The truth is that I had practically forgotten about them. Charge me with negligence if you must, but they hadn't given me much cause for titillated anticipation. I had sown the seeds in mid-May, and the several times I had "dip sticked" their progress through the summer they had demonstrated almost supernatural antipathy toward growth. More than once I had mistaken their willowy little fronds for weeds, and no doubt more than one was aborted through just such confusion. As late as August, when a young visitor accidentally uprooted one, it could have been mistaken for a jaundiced pea.
All this, plus the fact that I didn't have much invested in them besides space. I hadn't actually intended to plant carrots in the first place. The seeds were a free gift from the seed company from which I had ordered several other varietals of higher interest for this inaugural season. A bonus. An afterthought. I had committed them to the ground, and largely left them alone.
So it was that yesterday, in the course of my ongoing winterization of the garden -- dismantling fence panels, uprooting steel posts, mulching, manuring and the like -- that I happened a glance in their direction. Ready, I must admit, to have the spaces officially put to bed, I determined to dig up whatever might remain -- if anything. There were, I could see upon closer inspection, glimpses of orange peeking up above the surface; more, I soon discovered, down below. Dozens of them -- short and stumpy little Parisienne Carrots. A harvest where I least expected it.

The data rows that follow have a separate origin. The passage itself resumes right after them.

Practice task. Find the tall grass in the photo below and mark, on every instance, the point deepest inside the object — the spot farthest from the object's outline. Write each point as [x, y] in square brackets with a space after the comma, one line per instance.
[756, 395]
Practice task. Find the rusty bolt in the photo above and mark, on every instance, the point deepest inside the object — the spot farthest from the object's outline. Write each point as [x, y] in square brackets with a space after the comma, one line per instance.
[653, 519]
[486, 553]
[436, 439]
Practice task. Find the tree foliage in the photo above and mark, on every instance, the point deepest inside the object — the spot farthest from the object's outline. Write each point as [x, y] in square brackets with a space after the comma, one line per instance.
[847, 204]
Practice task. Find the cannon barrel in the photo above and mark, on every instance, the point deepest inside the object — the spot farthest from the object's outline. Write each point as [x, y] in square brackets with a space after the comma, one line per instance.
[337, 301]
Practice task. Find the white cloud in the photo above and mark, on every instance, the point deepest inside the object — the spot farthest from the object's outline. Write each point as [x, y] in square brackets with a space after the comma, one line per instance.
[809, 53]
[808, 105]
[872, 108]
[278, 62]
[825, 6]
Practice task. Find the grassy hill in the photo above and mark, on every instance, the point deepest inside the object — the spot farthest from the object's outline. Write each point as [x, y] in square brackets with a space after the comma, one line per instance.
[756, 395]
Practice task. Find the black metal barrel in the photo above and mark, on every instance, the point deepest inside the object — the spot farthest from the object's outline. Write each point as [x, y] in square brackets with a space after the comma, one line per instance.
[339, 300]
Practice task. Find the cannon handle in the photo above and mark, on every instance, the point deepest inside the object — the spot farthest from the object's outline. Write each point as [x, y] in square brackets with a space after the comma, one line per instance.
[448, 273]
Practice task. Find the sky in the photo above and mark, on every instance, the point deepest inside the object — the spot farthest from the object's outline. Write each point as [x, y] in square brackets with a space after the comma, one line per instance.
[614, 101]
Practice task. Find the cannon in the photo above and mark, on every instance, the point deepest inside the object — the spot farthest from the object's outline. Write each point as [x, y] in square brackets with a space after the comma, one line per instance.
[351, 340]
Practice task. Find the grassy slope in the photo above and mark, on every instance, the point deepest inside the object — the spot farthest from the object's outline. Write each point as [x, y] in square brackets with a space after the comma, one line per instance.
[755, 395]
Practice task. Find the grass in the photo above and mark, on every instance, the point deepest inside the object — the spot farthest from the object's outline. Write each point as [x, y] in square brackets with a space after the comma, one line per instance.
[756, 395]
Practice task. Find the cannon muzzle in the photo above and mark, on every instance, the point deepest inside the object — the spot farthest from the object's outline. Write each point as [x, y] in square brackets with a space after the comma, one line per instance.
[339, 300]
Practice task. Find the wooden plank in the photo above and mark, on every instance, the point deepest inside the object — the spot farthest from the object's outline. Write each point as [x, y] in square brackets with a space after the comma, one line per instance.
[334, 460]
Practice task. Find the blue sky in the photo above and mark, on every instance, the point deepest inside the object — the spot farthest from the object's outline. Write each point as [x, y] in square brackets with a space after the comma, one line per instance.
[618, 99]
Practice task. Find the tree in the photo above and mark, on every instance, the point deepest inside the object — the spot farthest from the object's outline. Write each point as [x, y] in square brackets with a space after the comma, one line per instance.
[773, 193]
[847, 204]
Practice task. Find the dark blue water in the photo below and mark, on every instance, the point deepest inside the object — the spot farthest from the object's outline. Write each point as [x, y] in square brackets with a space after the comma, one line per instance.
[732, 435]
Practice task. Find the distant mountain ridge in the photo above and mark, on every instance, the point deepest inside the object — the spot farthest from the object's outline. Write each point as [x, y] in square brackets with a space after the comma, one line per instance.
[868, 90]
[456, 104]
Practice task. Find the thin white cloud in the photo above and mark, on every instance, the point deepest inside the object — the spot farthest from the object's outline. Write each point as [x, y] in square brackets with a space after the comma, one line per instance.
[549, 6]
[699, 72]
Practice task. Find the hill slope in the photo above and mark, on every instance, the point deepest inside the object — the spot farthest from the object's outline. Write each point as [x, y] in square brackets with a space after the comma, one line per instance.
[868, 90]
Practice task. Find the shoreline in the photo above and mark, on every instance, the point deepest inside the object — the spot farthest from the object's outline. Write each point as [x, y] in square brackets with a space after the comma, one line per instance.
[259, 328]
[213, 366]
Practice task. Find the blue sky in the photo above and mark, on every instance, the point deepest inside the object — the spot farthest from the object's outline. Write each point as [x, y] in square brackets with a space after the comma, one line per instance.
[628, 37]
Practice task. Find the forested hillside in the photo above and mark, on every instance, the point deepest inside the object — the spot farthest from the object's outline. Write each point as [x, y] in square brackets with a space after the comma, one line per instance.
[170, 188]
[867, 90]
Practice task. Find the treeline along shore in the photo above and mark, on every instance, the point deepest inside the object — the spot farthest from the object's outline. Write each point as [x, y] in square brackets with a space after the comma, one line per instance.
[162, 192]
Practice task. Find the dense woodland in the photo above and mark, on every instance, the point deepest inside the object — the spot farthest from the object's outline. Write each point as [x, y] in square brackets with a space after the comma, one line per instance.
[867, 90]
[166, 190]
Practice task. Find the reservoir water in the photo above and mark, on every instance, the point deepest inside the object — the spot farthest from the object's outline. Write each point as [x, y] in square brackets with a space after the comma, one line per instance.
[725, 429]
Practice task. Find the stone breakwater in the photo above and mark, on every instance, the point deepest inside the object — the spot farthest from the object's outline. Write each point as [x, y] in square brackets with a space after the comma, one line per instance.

There is probably more insight in this windfall than I really want to internalize -- my biggest harvest from my most neglected and forgotten sowing -- but I'll stew on that another time. For now, I am simply humbled and grateful for this serendipitous gift of the garden -- a penultimate harvest, as it turns out, since I did eventually leave the immature kale still giving growth their valiant effort. Maybe if I ignore them, they too will flourish and bless before winter settles in.